Psychology of Addictive Behaviors
- Discipline: Psychology
- Language: English
- Edited by: William R. Corbin

Publication details
- History: 1987-present
- Publisher: American Psychological Association (United States)
- Frequency: 8/year
- Impact factor: 2.7 (2024)

Standard abbreviations
- ISO 4: Psychol. Addict. Behav.

Indexing
- ISSN: 0893-164X (print) 1939-1501 (web)

Links
- Journal homepage;

= Psychology of Addictive Behaviors =

Psychology of Addictive Behaviors is a peer-reviewed academic journal of the American Psychological Association that publishes original articles related to the psychological aspects of addictive behaviors 8 times a year. The outgoing editor-in-chief is Katie Witkiewitz and the incoming one is William R. Corbin.
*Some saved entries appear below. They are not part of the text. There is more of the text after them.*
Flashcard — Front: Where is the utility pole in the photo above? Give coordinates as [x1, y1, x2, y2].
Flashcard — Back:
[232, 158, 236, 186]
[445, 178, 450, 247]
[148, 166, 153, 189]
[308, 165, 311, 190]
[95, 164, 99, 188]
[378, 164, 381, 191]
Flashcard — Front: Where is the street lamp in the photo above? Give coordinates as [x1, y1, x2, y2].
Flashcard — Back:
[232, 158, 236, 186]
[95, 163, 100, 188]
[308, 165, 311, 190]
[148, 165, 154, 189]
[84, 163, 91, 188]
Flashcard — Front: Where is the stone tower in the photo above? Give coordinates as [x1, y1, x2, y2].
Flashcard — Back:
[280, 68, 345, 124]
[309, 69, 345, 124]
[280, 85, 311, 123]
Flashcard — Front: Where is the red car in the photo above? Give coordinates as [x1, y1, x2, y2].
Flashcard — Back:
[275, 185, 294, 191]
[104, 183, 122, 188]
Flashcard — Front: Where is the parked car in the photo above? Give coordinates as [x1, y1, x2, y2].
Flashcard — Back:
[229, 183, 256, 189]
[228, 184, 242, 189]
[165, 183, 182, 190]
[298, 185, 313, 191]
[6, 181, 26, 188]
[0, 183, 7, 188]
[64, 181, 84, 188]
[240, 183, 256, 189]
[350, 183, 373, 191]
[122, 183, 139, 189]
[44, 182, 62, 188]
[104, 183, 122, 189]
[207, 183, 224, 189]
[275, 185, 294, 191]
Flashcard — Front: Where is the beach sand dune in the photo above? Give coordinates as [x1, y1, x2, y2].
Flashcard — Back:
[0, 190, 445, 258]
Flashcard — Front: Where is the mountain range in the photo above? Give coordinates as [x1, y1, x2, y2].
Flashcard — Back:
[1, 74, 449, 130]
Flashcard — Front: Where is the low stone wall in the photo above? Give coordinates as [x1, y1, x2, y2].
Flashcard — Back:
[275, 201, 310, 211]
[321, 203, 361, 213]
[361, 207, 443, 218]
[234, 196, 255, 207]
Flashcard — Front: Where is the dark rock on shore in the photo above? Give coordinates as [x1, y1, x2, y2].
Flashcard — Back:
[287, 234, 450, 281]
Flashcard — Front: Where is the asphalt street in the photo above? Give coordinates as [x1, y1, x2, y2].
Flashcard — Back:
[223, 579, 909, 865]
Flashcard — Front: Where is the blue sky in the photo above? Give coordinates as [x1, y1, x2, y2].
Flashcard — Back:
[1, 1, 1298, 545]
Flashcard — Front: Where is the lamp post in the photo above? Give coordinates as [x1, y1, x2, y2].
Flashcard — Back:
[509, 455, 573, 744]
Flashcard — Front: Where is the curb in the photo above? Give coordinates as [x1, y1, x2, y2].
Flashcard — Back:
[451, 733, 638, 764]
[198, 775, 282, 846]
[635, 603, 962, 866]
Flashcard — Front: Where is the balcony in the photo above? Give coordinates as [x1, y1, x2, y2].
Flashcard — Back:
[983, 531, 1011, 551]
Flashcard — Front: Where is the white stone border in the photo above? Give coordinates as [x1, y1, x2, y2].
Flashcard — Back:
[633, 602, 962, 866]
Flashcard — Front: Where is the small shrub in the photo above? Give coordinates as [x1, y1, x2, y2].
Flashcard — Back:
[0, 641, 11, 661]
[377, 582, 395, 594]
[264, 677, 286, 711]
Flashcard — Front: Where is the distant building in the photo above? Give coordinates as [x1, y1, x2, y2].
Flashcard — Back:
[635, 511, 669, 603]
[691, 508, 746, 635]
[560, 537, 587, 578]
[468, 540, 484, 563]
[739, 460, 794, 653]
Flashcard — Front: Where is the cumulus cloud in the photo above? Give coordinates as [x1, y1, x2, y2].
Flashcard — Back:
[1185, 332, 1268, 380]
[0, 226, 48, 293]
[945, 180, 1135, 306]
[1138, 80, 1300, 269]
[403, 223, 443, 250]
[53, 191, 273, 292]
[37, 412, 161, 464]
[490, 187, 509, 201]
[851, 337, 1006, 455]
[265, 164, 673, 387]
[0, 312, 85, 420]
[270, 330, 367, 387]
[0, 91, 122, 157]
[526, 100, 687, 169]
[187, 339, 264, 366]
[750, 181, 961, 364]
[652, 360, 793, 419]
The journal has implemented the Transparency and Openness Promotion (TOP) Guidelines. The TOP Guidelines provide structure to research planning and reporting and aim to make research more transparent, accessible, and reproducible.

== Abstracting and indexing ==
The journal is abstracted and indexed by MEDLINE/PubMed and the Social Sciences Citation Index. According to the Journal Citation Reports, the journal has a 2024 impact factor of 2.7.